— Então, me diga, que assunto seria esse? — Emendou enquanto arrastava sua cadeira para perto da mesa, de forma que conseguisse apoiar seus cotovelos sobre a mesma, descansando o queixo em suas mãos, e ainda assim permanecer com a postura de quem era ela que comandava tudo que acontecia sob aquele teto. — Na verdade, me diga primeiro como você está. Conseguiu se recuperar dos hematomas? — Minha estadia no hospital não fora segredo para ninguém da clínica, mas claro que os detalhes ninguém sabia, a não ser, eu desconfiava, minha secretária. Para os outros, eu apenas havia me envolvido em uma espécie de acidente, necessitando de cuidados médicos por um período de algumas semanas. Mexi em meu cabelo, tentando ajeitá-lo, acreditando que eu poderia me mover e a marca que Daniel deixara em meu pescoço pudesse acabar por aparecer.

— Estou bem, Vicky. Obrigada por perguntar. — Permaneci elegante, com a postura ereta, as mãos cruzadas no colo e as pernas pendendo para o mesmo lado. — Tudo em ordem. — Prolonguei-me nos "u", tentando fazer uma gracinha, ao qual Vicky correspondeu com um risinho.

— Pois bem, me diga o que você quer. — Victoria era uma mulher direta e sempre gostou que as coisas lhe fossem ditas sem ladainhas, principalmente nas reuniões da clínica.

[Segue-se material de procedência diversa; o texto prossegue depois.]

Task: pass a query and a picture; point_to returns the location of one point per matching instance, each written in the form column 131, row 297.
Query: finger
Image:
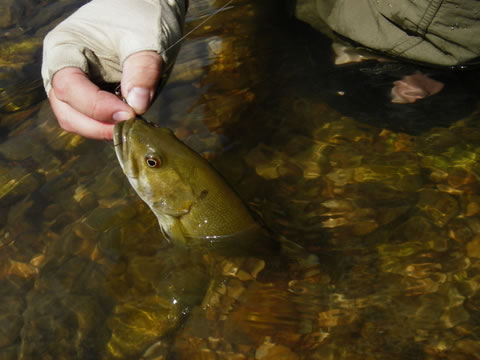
column 140, row 77
column 74, row 121
column 72, row 86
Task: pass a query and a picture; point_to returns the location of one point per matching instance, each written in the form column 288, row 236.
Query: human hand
column 109, row 41
column 82, row 107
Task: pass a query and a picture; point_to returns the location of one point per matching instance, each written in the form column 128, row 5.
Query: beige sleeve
column 99, row 36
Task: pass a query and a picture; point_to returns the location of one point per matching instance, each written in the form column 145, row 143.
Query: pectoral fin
column 173, row 230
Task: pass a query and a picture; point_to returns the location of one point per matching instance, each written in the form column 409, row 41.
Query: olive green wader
column 437, row 32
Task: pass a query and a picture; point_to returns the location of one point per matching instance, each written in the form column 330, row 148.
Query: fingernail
column 121, row 116
column 138, row 99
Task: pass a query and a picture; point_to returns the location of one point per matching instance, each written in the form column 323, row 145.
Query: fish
column 193, row 203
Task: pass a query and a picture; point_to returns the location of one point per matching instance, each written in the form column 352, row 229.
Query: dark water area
column 377, row 205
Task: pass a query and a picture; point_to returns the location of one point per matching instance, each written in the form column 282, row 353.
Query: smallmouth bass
column 194, row 205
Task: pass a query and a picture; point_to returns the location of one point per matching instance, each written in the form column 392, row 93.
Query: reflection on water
column 390, row 218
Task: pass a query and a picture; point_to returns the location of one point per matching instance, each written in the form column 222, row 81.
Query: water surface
column 384, row 197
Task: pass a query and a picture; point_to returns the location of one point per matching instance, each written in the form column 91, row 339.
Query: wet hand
column 129, row 42
column 83, row 108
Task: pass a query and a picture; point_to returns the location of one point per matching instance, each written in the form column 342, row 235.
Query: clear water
column 383, row 198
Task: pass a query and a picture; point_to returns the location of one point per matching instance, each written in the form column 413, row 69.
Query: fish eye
column 152, row 161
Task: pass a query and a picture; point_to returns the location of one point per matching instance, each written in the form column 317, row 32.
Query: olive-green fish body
column 194, row 205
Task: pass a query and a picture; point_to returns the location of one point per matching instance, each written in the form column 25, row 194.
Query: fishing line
column 223, row 8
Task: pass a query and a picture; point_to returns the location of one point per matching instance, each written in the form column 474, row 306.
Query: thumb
column 140, row 76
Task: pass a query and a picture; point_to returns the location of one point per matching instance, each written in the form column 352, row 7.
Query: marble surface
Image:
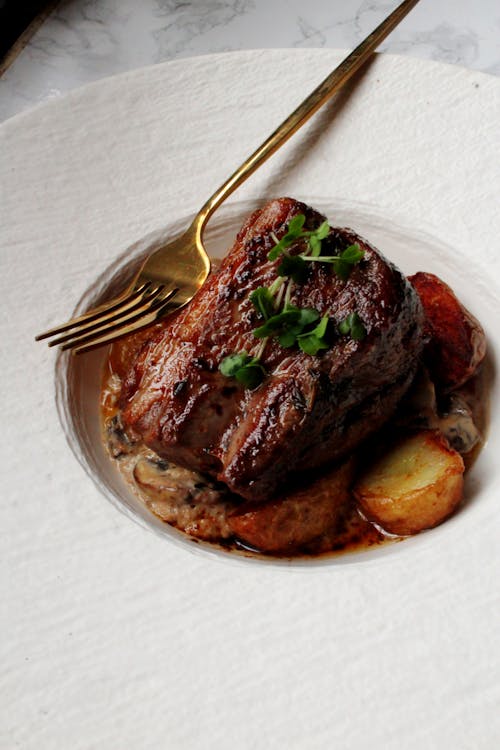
column 85, row 40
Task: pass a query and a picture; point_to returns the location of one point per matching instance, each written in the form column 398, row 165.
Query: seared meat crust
column 309, row 410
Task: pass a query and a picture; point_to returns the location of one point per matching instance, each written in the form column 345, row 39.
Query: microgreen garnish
column 291, row 325
column 246, row 369
column 353, row 327
column 343, row 263
column 288, row 325
column 263, row 300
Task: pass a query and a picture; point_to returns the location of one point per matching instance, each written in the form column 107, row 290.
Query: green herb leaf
column 288, row 325
column 296, row 224
column 353, row 327
column 263, row 301
column 247, row 370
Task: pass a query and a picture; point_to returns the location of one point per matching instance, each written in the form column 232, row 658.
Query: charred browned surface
column 309, row 410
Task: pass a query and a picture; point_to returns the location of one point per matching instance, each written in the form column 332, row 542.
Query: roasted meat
column 309, row 410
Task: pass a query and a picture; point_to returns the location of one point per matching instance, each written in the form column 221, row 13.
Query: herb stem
column 261, row 348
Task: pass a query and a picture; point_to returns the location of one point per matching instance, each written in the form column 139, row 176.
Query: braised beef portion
column 309, row 410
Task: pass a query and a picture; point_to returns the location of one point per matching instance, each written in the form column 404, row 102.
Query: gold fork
column 172, row 275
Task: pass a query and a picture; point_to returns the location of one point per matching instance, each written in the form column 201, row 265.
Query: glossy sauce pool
column 198, row 506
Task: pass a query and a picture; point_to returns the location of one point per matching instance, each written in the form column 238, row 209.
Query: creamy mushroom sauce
column 199, row 506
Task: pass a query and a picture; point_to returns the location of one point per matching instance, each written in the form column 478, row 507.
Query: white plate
column 116, row 635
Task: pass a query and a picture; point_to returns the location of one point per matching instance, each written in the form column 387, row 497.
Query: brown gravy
column 197, row 506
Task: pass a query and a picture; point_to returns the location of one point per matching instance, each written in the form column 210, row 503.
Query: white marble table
column 85, row 41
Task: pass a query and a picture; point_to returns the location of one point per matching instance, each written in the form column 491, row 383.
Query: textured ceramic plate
column 100, row 612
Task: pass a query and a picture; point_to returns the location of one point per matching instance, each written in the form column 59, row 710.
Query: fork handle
column 332, row 83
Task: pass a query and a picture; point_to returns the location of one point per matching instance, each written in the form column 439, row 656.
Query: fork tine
column 141, row 322
column 132, row 304
column 95, row 313
column 142, row 313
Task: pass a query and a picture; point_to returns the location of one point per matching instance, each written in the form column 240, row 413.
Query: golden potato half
column 413, row 487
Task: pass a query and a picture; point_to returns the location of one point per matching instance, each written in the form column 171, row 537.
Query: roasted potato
column 287, row 523
column 414, row 486
column 457, row 342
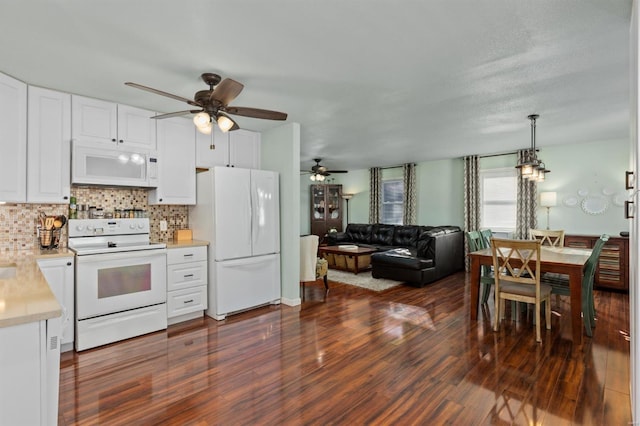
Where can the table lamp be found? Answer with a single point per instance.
(548, 200)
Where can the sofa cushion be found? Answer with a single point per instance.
(401, 258)
(382, 234)
(359, 233)
(406, 236)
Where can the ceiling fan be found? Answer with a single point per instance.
(213, 104)
(319, 173)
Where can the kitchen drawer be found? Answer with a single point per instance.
(186, 275)
(186, 254)
(185, 301)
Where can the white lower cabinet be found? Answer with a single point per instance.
(30, 372)
(186, 283)
(59, 273)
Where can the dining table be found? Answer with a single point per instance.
(561, 260)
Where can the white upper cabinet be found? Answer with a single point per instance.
(239, 148)
(176, 163)
(95, 120)
(48, 146)
(136, 127)
(13, 139)
(207, 157)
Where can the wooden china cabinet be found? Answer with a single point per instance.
(326, 209)
(613, 265)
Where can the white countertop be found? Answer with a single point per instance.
(26, 296)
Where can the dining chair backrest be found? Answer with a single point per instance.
(516, 260)
(554, 238)
(592, 263)
(474, 239)
(486, 236)
(308, 257)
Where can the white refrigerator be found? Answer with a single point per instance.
(238, 212)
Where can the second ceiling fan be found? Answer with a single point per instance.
(214, 105)
(319, 173)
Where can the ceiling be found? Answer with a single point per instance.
(371, 82)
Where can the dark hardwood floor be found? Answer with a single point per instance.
(403, 356)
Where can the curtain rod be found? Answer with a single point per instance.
(394, 167)
(499, 155)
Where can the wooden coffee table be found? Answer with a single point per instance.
(347, 259)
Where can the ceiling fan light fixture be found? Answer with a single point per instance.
(225, 123)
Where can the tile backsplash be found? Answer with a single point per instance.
(18, 222)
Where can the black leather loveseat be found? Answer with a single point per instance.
(414, 254)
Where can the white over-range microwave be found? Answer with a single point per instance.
(92, 164)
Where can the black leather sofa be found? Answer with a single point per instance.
(417, 255)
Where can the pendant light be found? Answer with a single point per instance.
(530, 166)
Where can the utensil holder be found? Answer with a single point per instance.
(49, 238)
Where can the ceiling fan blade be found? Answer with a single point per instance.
(175, 114)
(161, 93)
(226, 91)
(257, 113)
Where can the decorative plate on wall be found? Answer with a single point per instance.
(594, 205)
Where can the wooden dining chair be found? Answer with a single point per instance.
(516, 266)
(477, 242)
(554, 238)
(311, 266)
(560, 285)
(486, 236)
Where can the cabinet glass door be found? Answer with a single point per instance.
(318, 202)
(333, 201)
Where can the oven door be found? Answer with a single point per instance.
(115, 282)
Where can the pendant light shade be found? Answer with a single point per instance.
(530, 166)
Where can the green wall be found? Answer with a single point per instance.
(281, 152)
(596, 168)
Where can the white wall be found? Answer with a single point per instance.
(280, 151)
(594, 168)
(634, 246)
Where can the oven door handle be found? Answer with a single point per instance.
(136, 254)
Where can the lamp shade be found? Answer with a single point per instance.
(548, 199)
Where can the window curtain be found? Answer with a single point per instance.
(526, 203)
(409, 214)
(471, 197)
(375, 195)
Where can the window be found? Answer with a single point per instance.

Nelas, apresentávamos novos casos e discutíamos os melhores métodos de avançar com a terapia de pacientes cujos quadros podiam ser complicados. E ali eu também precisava ser direta, sem parecer grossa. Apenas devia apresentar os fatos que realmente importassem para o meu pedido.

— Infelizmente, Vicky, precisarei pedir minhas contas. — Minhas mãos já suavam frio e eu tentei conter minha vontade de secá-las no meu vestido. A mulher me encarou pelo o que pareceu uma década. Não conseguia identificar se seu rosto expressava incredulidade ou apenas curiosidade. Por fim, Vicky balançou lentamente a cabeça para frente e para trás, com ela ainda apoiada nas mãos, e projetou seus lábios para fora, formando um bico.

— Quanto?

— Perdão? — Ajeitei-me na cadeira, procurando ficar pelo menos numa posição mais confortável, pensando que me ajudaria a passar por aquela conversa.

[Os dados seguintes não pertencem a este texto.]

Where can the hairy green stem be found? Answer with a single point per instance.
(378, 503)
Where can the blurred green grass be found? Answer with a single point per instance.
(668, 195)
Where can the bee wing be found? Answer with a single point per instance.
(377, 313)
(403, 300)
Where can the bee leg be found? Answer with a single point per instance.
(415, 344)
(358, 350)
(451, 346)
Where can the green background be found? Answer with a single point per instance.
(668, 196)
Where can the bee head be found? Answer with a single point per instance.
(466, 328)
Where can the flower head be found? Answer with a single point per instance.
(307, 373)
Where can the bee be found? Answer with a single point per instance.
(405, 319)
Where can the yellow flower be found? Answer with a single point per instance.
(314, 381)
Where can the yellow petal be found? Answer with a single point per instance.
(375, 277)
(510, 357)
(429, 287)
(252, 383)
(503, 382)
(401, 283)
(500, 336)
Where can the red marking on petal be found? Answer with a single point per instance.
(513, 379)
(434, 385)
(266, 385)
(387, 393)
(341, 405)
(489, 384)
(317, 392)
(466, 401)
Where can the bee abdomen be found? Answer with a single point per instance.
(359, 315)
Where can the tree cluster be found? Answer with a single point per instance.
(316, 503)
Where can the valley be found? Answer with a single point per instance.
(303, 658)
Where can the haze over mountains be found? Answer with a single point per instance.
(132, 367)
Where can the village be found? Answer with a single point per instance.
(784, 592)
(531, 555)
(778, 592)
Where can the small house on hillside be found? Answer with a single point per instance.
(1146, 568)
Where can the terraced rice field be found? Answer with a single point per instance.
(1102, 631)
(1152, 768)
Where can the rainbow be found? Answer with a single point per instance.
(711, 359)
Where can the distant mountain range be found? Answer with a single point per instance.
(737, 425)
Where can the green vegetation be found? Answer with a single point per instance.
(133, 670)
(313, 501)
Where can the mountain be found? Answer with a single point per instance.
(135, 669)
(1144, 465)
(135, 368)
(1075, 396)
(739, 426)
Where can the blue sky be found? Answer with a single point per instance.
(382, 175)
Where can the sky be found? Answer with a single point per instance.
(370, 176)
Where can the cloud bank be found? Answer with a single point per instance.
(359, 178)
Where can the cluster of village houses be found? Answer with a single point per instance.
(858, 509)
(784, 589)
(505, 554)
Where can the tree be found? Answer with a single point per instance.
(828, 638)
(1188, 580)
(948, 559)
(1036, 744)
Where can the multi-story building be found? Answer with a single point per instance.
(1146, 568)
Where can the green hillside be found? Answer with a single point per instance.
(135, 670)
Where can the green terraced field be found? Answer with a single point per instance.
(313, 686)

— Para você ficar. Quanto que você quer?

— Não! — Exaltei-me com o mal entendido. Vicky realmente acreditou que eu estava usando uma tática barata para conseguir um aumento. — Eu não estou aqui para isso. Vicky, eu realmente... — Eu realmente o quê?! O que eu realmente precisava? Alguém saberia me dizer? — Eu tenho que ir embora. Aconteceu.... Aconteceu algumas coisas que estão me forçando a seguir em frente. Por isso que preciso ir. — Estava ciente de que minha fala parecia sair da boca de uma garotinha, mas eu tinha deixado o nervoso me vencer. Vicky utilizou-se de alguns minutos para absorver todos os pontos e entender o que eu queria dizer. Era o fim para nós duas, um fim forçado, mas ainda assim um fim.

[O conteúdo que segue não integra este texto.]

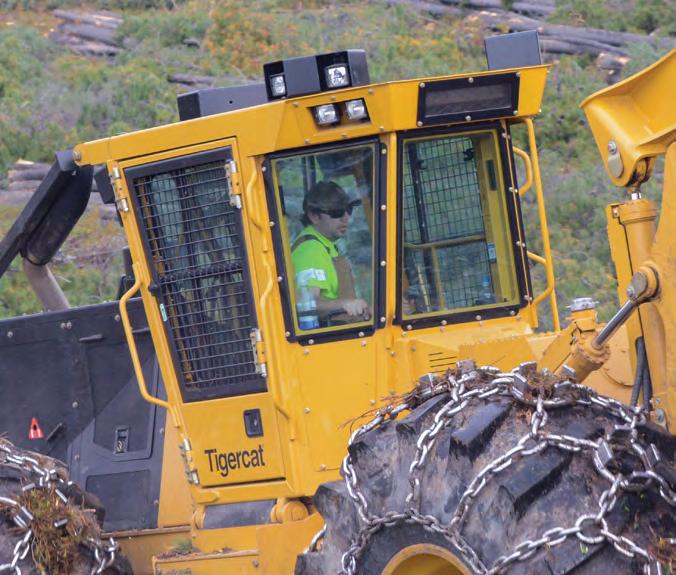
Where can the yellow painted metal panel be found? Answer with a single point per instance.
(337, 383)
(222, 450)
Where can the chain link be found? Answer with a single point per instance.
(45, 478)
(470, 384)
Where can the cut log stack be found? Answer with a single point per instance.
(88, 33)
(610, 48)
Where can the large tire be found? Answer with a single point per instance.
(58, 522)
(519, 503)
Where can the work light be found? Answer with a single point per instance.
(326, 114)
(278, 85)
(356, 109)
(337, 76)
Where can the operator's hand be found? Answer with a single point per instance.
(408, 306)
(357, 307)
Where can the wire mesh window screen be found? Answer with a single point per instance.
(446, 258)
(196, 250)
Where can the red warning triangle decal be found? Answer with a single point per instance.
(35, 432)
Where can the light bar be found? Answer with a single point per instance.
(468, 99)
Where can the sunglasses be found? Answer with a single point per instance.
(338, 213)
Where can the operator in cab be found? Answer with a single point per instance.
(321, 272)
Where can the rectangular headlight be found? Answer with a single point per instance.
(468, 99)
(278, 85)
(337, 76)
(326, 114)
(356, 109)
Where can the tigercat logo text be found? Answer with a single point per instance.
(229, 461)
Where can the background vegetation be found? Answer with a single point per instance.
(51, 99)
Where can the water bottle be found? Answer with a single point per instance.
(486, 295)
(307, 309)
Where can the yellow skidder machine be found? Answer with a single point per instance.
(324, 263)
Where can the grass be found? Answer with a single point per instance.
(51, 99)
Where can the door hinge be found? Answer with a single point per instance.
(258, 347)
(189, 462)
(234, 190)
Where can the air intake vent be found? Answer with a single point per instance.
(194, 243)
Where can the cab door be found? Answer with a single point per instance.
(200, 297)
(332, 356)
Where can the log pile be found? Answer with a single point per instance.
(88, 33)
(609, 48)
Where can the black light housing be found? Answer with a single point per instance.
(314, 74)
(468, 99)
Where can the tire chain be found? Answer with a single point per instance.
(470, 383)
(46, 478)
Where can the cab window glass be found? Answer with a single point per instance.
(325, 199)
(456, 241)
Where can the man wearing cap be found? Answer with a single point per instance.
(316, 261)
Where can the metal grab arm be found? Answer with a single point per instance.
(138, 370)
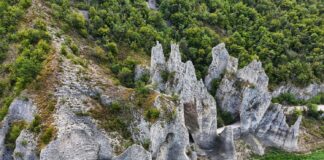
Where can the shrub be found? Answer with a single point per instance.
(152, 114)
(47, 135)
(287, 99)
(35, 125)
(125, 76)
(74, 48)
(13, 134)
(312, 111)
(64, 50)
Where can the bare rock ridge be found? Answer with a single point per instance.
(199, 105)
(186, 128)
(19, 110)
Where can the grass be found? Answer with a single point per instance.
(276, 154)
(14, 132)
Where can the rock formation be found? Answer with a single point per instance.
(18, 110)
(199, 105)
(274, 130)
(300, 93)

— Tudo bem. Para quem você quer que eu repasse seus casos? — Torci o nariz ao ouvir a última palavra, não gostava de me referir aos meus pacientes como coisas, mas Vicky não se importava com aquilo. Levantou-se em direção aos arquivos, dando-me tempo de enxugar uma lágrima, sem que ela visse, que ainda brincava em encher meus olhos, e voltou trazendo para mesa as fichas de meus pacientes. Ficamos ali mais um tempo discutindo sobre os psiquiatras disponíveis para pegar novos "casos" e qual se encaixaria melhor em cada. Quando tudo estava re-etiquetado, e eu tinha assinado todos os papéis que Vicky colocou em minha frente, preparei para me despedir de minha primeira e única mentora mulher. Tudo o que me ensinara seria carregado comigo para onde eu fosse, pelo menos disso tinha certeza.

— Deixe um endereço para contato, vou enviar para você uma excelente carta de recomendação. — Disse, piscando para mim enquanto me oferecia um bloco de notas e uma caneta. Sorri para ela, agradecendo por toda oportunidade que me proporcionara durante o tempo que fiquei ali.